Britain announces "pasty tax" U-turn
LONDON May 28 (Reuters) - Britain's Conservative-led government is to modify a levy on hot takeaway food after months of criticism that its planned "pasty tax" showed it was out of touch with ordinary people.
A Treasury spokeswoman said that Value Added Tax (VAT) would not be applied to hot takeaway food that is cooling down after being cooked - for example the popular Cornish pasties which shops rarely sell straight from the oven.
The pasty tax, announced in the March budget, prompted accusations that finance minister George Osborne and Prime Minister David Cameron, who both come from privileged backgrounds, were unable to empathise with ordinary Britons.

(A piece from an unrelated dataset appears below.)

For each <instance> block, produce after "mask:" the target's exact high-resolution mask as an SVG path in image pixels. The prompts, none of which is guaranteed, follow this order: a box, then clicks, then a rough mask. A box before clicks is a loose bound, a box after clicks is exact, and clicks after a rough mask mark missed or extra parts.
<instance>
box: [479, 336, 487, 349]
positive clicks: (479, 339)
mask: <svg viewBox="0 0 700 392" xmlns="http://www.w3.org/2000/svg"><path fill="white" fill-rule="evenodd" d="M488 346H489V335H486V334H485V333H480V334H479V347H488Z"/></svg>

The criticism forced ministers, including Cameron, to claim they enjoyed eating Cornish pasties - a savoury pastry usually filled with meat and vegetables and often eaten lukewarm.

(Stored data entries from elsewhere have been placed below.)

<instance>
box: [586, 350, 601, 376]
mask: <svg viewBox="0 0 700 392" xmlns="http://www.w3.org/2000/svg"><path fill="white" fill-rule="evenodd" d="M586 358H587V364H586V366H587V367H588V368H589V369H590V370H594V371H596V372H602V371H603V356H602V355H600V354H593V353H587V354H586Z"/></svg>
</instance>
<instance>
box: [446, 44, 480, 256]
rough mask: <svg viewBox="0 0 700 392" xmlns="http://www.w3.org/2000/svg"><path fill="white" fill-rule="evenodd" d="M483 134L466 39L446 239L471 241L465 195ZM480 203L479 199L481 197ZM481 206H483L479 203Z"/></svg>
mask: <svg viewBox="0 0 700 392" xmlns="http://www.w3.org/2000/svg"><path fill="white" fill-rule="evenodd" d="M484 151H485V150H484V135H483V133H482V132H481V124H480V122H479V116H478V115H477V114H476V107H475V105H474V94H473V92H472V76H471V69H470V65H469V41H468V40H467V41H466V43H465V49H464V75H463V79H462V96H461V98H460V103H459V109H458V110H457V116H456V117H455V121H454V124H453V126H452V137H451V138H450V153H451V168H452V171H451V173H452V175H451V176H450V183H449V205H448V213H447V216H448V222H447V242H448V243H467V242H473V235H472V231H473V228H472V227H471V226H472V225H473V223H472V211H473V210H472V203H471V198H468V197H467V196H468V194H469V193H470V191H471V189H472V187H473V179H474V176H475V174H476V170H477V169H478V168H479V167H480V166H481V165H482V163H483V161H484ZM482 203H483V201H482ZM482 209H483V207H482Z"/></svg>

The decision will have implications for bakers such as Greggs, Britain's largest food-on-the-go retailer.
The Treasury spokeswoman also said the government would cut a tax on static caravans, used by many Britons seeking a low cost holiday, to five percent from a proposed 20 percent.
The Conservatives shed hundreds of seats in local elections earlier this month, and recent opinion polls show their popularity and reputation for economic competence are slipping.